Был допрошен в качестве свидетеля техник-животновод. Его отец был священником, от которого он отказался и в соответствии со своим новым положением теперь давал показания против духовенства. «Собрания по деревням недавно были проведены силами Союза воинствующих безбожников, которые добивались отказа верующих от церкви и передачи ее под клуб, – показал он. – В некоторых деревнях работники встречали <...> отпор со стороны населения <...>. Казанский ведет <...> религиозную пропаганду, тем самым мешая продвижению культурных начинаний со стороны работников участка, одурманивая головы крестьян своего прихода и ясно, что настраивая антисоветски. Диакон Архангельский, у которого я стоял на квартире, часто бросает фразы вроде <...> „грабители, а не власть“ и т.д., не стесняясь присутствием кого бы то ни было».

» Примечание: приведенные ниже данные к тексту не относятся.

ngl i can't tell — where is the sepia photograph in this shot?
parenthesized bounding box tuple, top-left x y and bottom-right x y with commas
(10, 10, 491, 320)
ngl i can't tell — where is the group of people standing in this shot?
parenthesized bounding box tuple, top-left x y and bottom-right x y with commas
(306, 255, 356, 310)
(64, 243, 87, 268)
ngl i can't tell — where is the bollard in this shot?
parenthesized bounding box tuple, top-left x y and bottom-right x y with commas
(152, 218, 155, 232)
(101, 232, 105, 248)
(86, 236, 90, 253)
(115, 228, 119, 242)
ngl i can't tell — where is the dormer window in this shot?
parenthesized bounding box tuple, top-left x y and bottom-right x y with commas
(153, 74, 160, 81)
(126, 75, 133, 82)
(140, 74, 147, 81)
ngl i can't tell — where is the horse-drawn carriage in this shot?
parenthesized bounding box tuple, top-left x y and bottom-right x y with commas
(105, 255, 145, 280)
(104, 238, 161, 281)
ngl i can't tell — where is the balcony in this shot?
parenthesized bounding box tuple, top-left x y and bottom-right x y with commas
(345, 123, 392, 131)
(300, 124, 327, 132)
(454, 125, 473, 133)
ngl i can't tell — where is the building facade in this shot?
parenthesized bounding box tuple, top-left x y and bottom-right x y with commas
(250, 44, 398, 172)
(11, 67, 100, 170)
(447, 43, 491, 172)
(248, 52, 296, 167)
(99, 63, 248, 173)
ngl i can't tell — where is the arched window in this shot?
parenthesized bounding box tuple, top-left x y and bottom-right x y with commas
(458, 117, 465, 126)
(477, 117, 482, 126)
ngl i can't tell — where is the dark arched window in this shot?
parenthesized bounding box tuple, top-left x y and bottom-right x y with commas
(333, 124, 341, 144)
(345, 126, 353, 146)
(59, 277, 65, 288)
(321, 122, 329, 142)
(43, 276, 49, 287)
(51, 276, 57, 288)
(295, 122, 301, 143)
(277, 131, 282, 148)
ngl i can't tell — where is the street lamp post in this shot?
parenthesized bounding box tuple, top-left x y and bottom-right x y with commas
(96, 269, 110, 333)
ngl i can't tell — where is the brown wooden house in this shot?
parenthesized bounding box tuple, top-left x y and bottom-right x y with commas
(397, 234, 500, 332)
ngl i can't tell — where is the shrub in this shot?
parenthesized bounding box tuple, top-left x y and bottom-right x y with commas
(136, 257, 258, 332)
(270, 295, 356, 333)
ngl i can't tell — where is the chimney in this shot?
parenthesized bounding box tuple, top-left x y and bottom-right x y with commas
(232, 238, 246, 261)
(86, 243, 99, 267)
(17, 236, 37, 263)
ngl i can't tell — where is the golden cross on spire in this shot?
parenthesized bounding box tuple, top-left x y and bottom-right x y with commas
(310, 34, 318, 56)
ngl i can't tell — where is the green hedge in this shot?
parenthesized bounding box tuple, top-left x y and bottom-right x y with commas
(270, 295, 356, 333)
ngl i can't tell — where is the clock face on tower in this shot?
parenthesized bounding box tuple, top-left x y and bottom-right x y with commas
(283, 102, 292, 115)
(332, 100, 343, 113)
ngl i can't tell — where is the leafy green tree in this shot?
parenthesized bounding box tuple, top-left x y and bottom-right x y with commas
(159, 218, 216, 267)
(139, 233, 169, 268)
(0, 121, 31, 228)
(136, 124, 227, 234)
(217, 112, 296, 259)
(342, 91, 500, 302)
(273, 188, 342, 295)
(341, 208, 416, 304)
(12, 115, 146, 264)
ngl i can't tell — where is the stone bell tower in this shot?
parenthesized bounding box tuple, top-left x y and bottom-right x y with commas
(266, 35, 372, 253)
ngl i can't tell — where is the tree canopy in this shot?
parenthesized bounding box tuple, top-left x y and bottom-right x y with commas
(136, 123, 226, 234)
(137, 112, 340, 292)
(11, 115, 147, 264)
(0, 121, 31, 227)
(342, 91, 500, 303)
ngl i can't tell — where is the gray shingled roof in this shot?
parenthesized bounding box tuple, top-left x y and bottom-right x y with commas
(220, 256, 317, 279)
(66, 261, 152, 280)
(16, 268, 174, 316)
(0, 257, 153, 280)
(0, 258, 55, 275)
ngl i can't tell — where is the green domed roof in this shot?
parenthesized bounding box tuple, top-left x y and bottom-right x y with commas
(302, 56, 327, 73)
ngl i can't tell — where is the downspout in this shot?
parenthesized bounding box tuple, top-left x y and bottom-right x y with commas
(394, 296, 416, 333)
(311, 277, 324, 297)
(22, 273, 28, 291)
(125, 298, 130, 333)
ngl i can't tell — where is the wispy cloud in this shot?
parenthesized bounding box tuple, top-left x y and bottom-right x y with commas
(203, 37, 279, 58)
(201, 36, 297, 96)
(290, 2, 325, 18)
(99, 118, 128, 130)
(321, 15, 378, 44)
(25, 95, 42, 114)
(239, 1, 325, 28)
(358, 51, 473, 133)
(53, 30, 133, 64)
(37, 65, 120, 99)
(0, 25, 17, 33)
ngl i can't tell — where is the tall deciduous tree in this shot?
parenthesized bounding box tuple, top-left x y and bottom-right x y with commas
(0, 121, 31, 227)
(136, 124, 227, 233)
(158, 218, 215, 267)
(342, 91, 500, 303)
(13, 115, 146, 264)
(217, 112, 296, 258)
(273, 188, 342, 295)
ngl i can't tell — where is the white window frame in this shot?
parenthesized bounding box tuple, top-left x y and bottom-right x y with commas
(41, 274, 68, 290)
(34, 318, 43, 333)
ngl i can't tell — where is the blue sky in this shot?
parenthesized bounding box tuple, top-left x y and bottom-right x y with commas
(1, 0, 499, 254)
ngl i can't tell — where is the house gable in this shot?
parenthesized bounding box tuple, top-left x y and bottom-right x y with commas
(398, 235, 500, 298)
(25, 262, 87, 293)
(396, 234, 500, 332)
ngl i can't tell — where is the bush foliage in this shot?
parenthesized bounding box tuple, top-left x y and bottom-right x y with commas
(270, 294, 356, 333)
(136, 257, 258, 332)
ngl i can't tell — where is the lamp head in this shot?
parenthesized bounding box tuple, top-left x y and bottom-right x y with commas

13 ноября был допрошен как свидетель служивший с отцом Димитрием диакон Архангельский, который показал: «Казанский очень много имел почитательниц, ревнительниц, особенно из монашествующего элемента, паломничают к нему многие, и даже из дальних местностей, его особенно почитают, как святого, и сравнивают с Иоанном Кронштадтским. Являясь ярым староцерковником, не могущим примириться с советской властью, он под видом борьбы в церкви старался вооружить население против советской власти. Казанский очень часто произносил проповеди, где открыто заявлял, что началось гонение на веру, на духовенство. <...> Казанский, бессомненно, глубоко ненавистный человек против советской власти <...>, является благочинным и держит под своим влиянием все духовенство округа...»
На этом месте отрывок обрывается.